"And for not treating me like a crazy person, because that's how I've felt these past few days..."
Stefan's hand had reached out and taken mine, causing me to catch my breath. His touch was responsible for the butterflies that had formed in my stomach. This happened over two hours ago, so why was I laying in bed looking up into the darkness thinking of his hand? Maybe it was because in that simple touch I lost all control, and the memories came flooding back.
He had been forgiving long ago for leaving, even though I hadn't really shown it until that moment on my front porch. That moment felt like old times. Stefan always walked me to my door after a night of hanging out. It's one of the things I like, I mean liked, about him.

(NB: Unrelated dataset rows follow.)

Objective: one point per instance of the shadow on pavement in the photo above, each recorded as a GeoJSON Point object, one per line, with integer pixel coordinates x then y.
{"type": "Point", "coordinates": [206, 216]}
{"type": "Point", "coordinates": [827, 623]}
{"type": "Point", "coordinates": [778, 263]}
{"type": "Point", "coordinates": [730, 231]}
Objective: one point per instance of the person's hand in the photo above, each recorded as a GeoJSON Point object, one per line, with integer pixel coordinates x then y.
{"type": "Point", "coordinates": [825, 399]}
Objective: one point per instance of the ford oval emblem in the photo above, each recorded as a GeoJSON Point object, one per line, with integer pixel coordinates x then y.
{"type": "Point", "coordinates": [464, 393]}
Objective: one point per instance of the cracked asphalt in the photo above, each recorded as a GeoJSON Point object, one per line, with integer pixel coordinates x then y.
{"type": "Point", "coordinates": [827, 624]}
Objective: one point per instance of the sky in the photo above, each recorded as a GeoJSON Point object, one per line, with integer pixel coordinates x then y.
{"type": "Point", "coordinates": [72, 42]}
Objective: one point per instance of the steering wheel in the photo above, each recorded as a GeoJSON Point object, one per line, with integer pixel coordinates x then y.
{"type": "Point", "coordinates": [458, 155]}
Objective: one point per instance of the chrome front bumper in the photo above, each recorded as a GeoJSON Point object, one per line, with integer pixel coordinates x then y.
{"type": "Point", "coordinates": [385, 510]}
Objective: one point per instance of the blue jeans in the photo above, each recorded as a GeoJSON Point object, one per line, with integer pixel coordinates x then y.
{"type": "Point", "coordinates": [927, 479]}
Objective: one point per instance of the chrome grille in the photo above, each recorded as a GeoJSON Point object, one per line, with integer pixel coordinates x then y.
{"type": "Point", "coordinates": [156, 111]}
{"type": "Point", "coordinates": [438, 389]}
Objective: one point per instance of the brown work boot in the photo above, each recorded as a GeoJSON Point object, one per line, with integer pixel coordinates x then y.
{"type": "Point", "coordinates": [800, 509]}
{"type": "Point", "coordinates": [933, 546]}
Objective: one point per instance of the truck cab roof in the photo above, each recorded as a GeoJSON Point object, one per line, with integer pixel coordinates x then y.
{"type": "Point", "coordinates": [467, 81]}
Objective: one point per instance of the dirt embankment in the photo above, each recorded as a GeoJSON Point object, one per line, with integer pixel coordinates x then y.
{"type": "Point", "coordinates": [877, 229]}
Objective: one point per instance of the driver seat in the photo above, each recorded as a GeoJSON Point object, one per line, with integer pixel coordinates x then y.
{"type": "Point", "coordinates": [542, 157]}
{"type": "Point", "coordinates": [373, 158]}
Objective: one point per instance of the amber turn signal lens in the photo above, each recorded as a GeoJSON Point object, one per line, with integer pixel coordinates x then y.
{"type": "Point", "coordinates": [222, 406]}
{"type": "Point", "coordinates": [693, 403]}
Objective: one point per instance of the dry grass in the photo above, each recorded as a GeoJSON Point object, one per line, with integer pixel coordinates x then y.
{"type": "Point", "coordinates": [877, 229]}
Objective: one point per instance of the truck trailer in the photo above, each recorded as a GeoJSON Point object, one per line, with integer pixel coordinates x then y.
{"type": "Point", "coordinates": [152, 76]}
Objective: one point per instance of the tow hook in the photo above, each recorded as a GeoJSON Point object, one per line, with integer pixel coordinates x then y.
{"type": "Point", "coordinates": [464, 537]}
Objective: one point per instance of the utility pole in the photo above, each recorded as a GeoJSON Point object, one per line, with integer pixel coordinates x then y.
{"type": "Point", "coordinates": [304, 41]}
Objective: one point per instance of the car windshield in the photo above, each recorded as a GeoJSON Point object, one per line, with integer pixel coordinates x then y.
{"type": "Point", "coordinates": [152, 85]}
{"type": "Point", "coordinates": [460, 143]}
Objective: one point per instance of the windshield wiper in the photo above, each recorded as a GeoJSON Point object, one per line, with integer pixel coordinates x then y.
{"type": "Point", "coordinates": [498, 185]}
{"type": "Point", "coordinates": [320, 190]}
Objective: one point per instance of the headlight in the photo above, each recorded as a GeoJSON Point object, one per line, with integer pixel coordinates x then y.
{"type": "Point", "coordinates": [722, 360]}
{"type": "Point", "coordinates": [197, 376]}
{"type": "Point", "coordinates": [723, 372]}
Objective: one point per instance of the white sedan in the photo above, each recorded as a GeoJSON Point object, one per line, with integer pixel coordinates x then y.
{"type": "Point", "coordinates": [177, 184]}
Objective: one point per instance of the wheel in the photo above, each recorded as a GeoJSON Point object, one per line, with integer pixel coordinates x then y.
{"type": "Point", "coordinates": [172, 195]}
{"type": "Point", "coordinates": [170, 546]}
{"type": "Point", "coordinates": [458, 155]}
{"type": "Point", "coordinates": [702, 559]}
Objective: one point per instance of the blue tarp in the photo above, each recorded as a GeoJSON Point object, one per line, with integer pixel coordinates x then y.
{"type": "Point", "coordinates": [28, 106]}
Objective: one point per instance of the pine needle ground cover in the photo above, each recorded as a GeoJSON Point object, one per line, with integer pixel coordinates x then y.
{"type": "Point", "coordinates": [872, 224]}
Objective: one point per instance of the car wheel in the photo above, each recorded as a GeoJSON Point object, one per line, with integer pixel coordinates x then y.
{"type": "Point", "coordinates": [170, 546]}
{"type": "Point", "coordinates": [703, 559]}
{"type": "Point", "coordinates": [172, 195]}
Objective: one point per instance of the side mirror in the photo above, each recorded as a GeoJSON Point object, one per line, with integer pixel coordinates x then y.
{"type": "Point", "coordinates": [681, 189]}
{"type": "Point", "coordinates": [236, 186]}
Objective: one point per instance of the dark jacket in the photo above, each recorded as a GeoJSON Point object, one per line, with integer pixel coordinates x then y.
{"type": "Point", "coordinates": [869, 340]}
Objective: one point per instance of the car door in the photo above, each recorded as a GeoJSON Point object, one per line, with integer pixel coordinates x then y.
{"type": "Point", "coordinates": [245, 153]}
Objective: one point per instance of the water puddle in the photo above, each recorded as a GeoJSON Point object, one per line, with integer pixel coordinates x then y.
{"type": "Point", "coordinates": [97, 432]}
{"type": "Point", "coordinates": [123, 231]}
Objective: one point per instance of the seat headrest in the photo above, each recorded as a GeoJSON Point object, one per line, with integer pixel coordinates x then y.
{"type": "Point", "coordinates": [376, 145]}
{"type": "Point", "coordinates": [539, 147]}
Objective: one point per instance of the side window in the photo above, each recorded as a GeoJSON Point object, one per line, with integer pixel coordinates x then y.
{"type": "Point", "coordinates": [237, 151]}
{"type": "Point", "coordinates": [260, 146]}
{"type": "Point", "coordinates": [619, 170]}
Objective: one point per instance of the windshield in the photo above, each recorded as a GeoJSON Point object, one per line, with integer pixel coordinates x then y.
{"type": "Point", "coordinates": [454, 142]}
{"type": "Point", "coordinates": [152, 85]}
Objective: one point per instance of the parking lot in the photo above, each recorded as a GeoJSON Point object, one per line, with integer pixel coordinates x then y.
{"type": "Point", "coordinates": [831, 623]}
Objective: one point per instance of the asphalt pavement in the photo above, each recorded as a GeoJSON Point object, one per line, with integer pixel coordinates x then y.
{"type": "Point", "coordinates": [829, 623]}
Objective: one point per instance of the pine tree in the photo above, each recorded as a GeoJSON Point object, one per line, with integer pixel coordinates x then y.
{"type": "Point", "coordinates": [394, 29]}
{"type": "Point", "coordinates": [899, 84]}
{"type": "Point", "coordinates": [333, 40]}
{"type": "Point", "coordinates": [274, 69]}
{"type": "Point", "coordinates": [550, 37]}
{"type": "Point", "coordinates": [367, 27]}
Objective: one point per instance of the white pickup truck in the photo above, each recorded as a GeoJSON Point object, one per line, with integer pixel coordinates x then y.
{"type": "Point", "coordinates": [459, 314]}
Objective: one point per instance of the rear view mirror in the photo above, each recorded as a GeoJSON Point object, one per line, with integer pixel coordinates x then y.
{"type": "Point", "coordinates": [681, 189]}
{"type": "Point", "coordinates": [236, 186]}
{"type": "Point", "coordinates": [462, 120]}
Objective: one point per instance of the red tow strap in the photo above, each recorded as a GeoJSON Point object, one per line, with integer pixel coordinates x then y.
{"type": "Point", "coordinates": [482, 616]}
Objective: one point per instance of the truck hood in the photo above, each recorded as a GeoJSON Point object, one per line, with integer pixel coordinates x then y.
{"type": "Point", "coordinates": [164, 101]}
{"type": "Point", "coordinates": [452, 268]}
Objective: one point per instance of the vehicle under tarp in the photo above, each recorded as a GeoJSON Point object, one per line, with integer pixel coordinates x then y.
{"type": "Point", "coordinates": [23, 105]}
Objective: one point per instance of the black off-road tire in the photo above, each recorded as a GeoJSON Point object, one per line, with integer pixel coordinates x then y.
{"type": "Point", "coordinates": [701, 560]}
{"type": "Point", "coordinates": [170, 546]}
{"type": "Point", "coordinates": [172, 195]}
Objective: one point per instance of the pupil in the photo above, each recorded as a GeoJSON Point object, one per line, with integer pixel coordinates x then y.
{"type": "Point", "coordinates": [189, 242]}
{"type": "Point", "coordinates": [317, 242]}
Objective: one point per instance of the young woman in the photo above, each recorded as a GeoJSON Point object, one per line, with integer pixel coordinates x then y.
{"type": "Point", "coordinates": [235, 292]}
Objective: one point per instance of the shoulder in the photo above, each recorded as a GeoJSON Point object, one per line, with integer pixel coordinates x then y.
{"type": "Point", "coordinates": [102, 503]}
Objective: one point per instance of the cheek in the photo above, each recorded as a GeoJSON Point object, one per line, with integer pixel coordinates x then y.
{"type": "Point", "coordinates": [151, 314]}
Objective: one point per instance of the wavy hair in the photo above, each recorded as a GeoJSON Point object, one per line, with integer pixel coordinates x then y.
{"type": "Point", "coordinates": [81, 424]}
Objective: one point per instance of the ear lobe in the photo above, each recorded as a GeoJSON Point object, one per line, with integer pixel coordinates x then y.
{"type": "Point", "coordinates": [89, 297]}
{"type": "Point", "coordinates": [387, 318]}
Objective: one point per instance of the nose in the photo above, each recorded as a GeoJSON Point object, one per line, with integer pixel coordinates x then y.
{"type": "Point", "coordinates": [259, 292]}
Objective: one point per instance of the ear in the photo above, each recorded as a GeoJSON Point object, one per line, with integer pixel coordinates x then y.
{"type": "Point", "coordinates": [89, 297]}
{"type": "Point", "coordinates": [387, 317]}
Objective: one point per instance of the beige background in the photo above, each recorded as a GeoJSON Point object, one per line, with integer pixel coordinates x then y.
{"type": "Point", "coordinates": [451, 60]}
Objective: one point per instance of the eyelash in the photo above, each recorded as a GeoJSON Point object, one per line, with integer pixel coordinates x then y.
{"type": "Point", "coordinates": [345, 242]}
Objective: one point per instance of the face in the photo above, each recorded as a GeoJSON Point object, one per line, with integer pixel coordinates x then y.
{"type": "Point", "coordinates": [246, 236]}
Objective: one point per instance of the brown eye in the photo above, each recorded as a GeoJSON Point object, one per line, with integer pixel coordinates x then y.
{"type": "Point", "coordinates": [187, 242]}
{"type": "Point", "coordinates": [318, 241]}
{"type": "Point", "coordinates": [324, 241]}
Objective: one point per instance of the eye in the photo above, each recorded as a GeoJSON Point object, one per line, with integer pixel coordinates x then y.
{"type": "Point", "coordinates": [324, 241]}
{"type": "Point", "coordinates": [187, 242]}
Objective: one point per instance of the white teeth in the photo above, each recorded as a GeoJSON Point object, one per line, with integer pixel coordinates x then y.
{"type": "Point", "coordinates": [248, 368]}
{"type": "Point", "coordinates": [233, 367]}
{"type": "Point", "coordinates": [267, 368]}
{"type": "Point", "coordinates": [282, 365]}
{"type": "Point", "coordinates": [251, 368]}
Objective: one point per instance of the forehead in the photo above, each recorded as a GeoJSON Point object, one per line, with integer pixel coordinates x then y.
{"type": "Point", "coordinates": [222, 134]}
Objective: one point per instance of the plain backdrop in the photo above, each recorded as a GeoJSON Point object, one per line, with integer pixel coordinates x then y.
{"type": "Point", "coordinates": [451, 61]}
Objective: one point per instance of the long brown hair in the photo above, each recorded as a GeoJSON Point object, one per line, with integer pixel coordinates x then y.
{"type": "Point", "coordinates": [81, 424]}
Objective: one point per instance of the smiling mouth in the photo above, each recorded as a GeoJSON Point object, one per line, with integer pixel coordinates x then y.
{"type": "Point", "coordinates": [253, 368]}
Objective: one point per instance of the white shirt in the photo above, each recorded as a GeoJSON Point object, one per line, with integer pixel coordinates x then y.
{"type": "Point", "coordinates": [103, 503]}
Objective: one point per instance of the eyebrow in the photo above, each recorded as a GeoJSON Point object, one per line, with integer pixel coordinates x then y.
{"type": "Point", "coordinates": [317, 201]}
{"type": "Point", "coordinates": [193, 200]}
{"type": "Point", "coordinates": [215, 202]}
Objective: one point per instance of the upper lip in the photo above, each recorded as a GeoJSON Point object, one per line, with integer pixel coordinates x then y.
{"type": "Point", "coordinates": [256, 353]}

"Who are you kidding Caroline?" I yelled at myself.
No matter how hard I've tried I can't shake him. I can't stop myself from going back to those memories, even if I wanted too. I was there the night he found out about Damon and Elena. I saw the hurt in his beautiful green eyes, and I couldn't figure out why Elena would do that to him. That night when he had thrown me over his shoulders and took me out onto the dancefloor he could have chosen any girl there, but it was me. At prom, once again, the Stefan Salvatore who didn't dance spun me around to the music.
Then there was the night at in the travelers camp. The night I knew I couldn't deny my feelings anymore. Somewhere between supernatural missions and talking in front of the fireplace I had fallen completely in love with my best friend.